Ces arbres en bord de mer, à la pointe sud de l’île, étaient un abri naturel. Leur frondaison était épaisse, portée par de fortes branches noueuses. Leur base était large et semblait composée de plusieurs troncs qui s’étaient rejoints, fondus en un seul.

On passait au milieu de lianes qui pendaient à plusieurs endroits, balancées par le vent. Bientôt, cela voulait dire dans un an, dans dix ans, certaines d’entre elles atteindraient le sol, le frôleraient, le toucheraient, s’y accrocheraient, s’y enfonçeraient et deviendraient racines, puis branches, puis nouveaux troncs.
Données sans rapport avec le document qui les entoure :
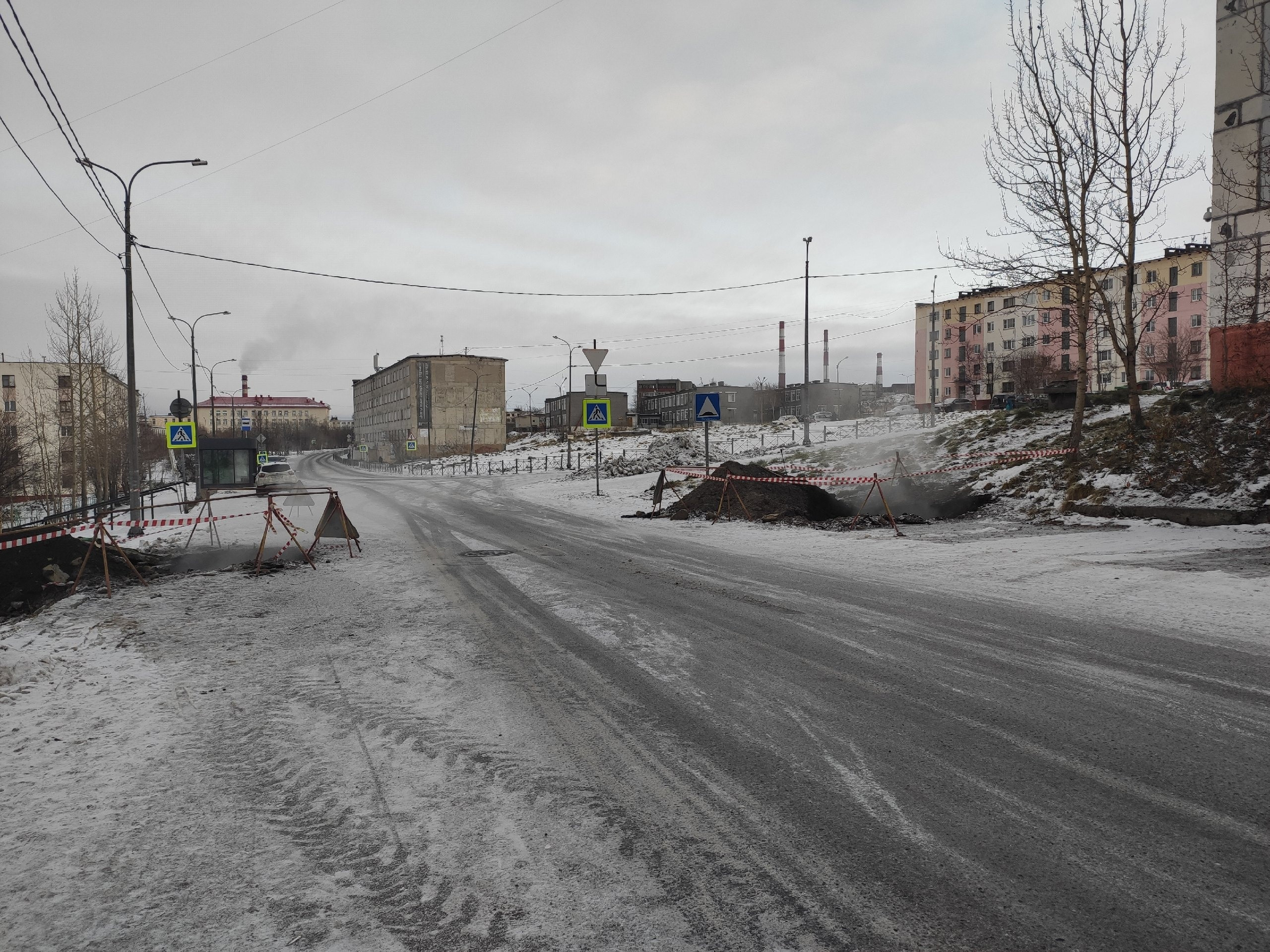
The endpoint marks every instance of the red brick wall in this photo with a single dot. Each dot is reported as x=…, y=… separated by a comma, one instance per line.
x=1240, y=356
L’arbre ainsi croissait vers le haut, mais aussi vers le bas, s’épaississant, se fortifiant jour après jour. On passait naturellement en son centre encore creux qui, avec le temps, se comblait, s’emplissait de nouveaux soutiens.

Assis dans son ombre pendant toute une vie, nous rêvions de ces longs développements, de cette vie inversée de l’arbre qu’aucune tempête n’effrayait, arrimé au sol comme il l’était, de façon multiple et toujours renouvelée.